Families offered sympathies and shared stories, but could not understand the fatal pattern among their brothers and sons.

‘Social media is changing our children’

“I don’t believe that there’s ever one reason,” Kate said.

“I certainly believe that there was a culmination of things.”

She believes social media is one of those things.

“I really think that unfortunately young people have it really tough with the social media life they live,” she said.

“It seems that this generation has instant gratification, that they have instant everything online, on Facebook.

“You want someone to like the way you look, you put up a picture. You want to buy something, you just buy it.

“But then I think when it comes to solving a problem there’s not enough resilience for these kids to see themselves through that problem.”

Kate has worked in education and said she had seen "generations of kids come through school".

"Having your own kids, you see how often they're on social media," she explained.

"And how often they need to be seen somewhere or wearing something or with someone.
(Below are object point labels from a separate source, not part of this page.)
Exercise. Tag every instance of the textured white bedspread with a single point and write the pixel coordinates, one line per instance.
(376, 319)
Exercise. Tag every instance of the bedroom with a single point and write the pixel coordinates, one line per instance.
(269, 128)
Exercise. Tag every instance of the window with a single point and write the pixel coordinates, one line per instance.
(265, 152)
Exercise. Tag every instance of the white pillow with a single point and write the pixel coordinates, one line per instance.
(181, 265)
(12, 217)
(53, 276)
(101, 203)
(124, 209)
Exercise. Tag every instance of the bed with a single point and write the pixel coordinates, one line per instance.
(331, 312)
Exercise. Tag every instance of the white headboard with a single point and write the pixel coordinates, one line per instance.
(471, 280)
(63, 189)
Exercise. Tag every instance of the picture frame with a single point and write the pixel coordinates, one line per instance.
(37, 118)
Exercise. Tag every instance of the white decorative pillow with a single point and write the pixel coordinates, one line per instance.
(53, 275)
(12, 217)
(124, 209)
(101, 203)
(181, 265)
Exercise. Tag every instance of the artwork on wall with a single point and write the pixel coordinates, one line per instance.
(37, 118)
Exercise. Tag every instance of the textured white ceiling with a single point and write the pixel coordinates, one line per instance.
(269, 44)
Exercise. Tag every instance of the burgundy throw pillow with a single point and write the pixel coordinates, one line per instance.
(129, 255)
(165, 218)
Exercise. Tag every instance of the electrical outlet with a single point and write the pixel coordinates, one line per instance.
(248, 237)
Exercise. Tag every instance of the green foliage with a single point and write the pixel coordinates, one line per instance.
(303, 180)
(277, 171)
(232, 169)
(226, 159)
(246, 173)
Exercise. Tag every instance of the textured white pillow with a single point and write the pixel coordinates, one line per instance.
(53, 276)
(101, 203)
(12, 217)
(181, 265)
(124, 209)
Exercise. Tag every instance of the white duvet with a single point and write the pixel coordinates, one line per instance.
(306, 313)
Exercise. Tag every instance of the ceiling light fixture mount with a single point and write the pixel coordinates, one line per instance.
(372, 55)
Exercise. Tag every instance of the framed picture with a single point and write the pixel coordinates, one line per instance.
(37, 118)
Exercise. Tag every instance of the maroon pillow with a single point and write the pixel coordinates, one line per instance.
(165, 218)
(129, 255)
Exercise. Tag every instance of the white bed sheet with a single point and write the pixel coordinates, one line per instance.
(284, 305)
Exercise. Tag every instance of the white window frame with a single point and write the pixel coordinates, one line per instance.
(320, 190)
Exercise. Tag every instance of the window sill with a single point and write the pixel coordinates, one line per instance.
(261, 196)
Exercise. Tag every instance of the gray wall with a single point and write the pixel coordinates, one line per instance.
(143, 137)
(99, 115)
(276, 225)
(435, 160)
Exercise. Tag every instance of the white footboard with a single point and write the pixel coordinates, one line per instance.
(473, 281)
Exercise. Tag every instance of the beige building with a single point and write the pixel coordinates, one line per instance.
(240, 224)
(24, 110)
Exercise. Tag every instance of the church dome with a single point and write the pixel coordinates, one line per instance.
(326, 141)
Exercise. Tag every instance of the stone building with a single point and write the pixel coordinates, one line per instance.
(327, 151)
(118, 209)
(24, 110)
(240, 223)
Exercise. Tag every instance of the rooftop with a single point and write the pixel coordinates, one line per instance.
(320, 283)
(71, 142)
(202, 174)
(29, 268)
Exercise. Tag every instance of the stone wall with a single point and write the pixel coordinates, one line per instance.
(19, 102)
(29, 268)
"Yet the core of who they really are seems to disappear in all of that — in the facade."

"They're expected to be successful, they're expected to look a certain way, they're expected to have certain things and they put far too much pressure on themselves to achieve that at a really early age.

"It takes a long time ... to buy your first brand new car, a long time to buy your first house, a long time to achieve job satisfaction."

"There just seems to be something missing in this generation."

And now she is left to bury her son's remains, which sit in a box on her lounge room side table.

"We do have somewhere to bury him, but I need to find the actual spot that he will be [buried]. That's hard," she said.

"It's hard to walk into a cemetery and find somewhere to put your baby."

It is just as hard to talk about her boy's death, but she feels it is necessary.

"Whatever I can do, whoever I can share my story with, whoever I can support through their struggles would be an honour in Zach's name."